Probabilistic programming provides a convenient lingua franca for writing succinct and rigorous descriptions of probabilistic models and inference tasks. Several probabilistic programming languages, including Anglican, Church or Hakaru, derive their expressiveness from a powerful combination of continuous distributions, conditioning, and higher-order functions. Although very important for practical applications, these features raise fundamental challenges for program semantics and verification. Several recent works offer promising answers to these challenges, but their primary focus is on foundational semantics issues. In this paper, we take a step further by developing a suite of logics, collectively named PPV for proving properties of programs written in an expressive probabilistic higher-order language with continuous sampling operations and primitives for conditioning distributions.
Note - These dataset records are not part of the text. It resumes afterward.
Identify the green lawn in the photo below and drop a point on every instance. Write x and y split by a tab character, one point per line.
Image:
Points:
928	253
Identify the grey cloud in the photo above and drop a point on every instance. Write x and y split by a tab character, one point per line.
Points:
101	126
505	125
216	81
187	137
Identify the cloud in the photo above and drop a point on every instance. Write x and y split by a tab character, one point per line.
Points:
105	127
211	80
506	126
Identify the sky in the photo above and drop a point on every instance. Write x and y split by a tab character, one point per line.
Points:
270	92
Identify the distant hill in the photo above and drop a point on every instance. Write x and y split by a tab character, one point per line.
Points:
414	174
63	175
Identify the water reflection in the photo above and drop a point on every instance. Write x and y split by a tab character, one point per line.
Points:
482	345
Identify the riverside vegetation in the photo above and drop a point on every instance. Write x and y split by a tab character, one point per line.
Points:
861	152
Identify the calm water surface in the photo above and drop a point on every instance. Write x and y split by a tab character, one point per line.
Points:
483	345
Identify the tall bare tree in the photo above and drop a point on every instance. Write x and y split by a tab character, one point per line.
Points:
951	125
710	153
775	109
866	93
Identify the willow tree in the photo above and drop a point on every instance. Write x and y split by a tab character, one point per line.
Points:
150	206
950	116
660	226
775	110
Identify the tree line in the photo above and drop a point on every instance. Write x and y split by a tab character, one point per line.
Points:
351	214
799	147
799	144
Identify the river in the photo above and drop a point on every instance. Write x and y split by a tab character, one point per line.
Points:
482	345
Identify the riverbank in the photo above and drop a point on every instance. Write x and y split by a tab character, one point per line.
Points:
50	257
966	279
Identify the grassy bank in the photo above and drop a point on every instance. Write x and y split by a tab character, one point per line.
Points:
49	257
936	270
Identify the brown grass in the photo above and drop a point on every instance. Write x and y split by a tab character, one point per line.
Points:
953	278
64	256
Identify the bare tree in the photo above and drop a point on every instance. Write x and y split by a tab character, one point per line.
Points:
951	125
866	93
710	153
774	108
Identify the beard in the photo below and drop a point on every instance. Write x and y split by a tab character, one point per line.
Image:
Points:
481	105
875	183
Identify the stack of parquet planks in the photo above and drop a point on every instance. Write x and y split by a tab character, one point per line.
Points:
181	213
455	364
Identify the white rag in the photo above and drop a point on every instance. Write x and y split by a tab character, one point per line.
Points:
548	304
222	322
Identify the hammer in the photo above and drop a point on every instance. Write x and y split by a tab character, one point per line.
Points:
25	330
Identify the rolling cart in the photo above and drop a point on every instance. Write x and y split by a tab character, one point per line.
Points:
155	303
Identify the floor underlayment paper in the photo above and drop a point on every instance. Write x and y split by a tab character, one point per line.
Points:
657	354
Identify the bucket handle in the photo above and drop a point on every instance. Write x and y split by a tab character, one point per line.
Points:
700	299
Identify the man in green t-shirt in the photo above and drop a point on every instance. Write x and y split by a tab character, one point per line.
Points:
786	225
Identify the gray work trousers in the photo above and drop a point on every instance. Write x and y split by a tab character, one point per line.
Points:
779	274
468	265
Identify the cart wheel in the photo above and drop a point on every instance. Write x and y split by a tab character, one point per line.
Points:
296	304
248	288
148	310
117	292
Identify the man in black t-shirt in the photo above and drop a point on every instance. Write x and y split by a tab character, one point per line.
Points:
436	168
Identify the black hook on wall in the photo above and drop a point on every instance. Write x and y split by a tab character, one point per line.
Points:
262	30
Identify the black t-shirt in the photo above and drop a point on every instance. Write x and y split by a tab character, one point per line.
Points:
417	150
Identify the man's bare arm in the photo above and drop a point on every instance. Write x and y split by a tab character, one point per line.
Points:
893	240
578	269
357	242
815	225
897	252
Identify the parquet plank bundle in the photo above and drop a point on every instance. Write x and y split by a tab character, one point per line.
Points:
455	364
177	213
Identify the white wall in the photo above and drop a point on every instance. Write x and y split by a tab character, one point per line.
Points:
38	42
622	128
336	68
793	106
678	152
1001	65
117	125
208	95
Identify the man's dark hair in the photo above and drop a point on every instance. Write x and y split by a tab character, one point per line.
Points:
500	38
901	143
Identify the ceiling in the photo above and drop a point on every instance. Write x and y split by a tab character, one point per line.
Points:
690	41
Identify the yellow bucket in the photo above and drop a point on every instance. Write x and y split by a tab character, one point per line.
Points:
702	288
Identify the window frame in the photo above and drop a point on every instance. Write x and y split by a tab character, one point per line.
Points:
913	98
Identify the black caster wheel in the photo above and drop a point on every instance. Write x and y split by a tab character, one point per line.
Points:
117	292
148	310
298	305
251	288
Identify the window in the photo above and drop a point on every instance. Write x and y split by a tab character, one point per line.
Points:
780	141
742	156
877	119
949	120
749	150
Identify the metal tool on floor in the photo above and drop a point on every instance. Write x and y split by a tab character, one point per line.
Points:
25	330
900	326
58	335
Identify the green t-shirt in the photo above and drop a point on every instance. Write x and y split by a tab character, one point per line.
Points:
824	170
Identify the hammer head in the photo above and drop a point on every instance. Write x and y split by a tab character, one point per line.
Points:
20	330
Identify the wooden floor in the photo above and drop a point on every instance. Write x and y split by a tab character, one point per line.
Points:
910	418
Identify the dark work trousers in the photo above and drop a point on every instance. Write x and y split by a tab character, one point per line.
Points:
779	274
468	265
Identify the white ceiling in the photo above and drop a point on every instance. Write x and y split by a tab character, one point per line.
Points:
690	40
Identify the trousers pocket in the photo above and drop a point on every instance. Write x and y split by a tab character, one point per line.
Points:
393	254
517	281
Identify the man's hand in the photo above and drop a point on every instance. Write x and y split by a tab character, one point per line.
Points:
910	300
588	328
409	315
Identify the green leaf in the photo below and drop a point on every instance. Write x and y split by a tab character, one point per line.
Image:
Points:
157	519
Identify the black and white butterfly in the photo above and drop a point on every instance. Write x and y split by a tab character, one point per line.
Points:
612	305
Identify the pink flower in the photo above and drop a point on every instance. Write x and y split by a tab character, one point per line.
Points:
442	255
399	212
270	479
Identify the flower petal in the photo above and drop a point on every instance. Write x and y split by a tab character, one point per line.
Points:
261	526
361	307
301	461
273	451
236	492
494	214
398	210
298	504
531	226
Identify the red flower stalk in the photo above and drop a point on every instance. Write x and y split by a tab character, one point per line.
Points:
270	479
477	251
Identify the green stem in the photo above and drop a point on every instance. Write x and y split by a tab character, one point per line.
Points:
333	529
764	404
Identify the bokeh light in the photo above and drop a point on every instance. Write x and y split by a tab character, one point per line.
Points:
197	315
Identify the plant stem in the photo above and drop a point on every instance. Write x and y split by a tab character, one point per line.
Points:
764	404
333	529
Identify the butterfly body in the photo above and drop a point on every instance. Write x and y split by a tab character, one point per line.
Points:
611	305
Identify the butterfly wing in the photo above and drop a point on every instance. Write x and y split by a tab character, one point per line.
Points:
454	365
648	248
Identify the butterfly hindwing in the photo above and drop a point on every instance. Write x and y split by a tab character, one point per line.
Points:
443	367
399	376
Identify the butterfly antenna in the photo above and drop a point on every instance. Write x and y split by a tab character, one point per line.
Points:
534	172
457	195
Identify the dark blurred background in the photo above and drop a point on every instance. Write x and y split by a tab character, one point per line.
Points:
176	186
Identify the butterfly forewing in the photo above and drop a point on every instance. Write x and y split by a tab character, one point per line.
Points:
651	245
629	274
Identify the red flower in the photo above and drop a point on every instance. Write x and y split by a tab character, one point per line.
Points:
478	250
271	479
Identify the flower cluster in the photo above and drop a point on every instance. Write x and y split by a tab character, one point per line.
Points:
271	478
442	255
Our logics mimic the comfortable reasoning style of informal proofs using carefully selected axiomatizations of key results from probability theory. The versatility of our logics is illustrated through the formal verification of several intricate examples from statistics, probabilistic inference, and machine learning. We further show expressiveness by giving sound embeddings of existing logics. In particular, we do this in a parametric way by showing how the semantics idea of (unary and relational) ⊤⊤-lifting can be internalized in our logics. The soundness of PPV follows by interpreting programs and assertions in quasi-Borel spaces (QBS), a recently proposed variant of Borel spaces with a good structure for interpreting higher order probabilistic programs.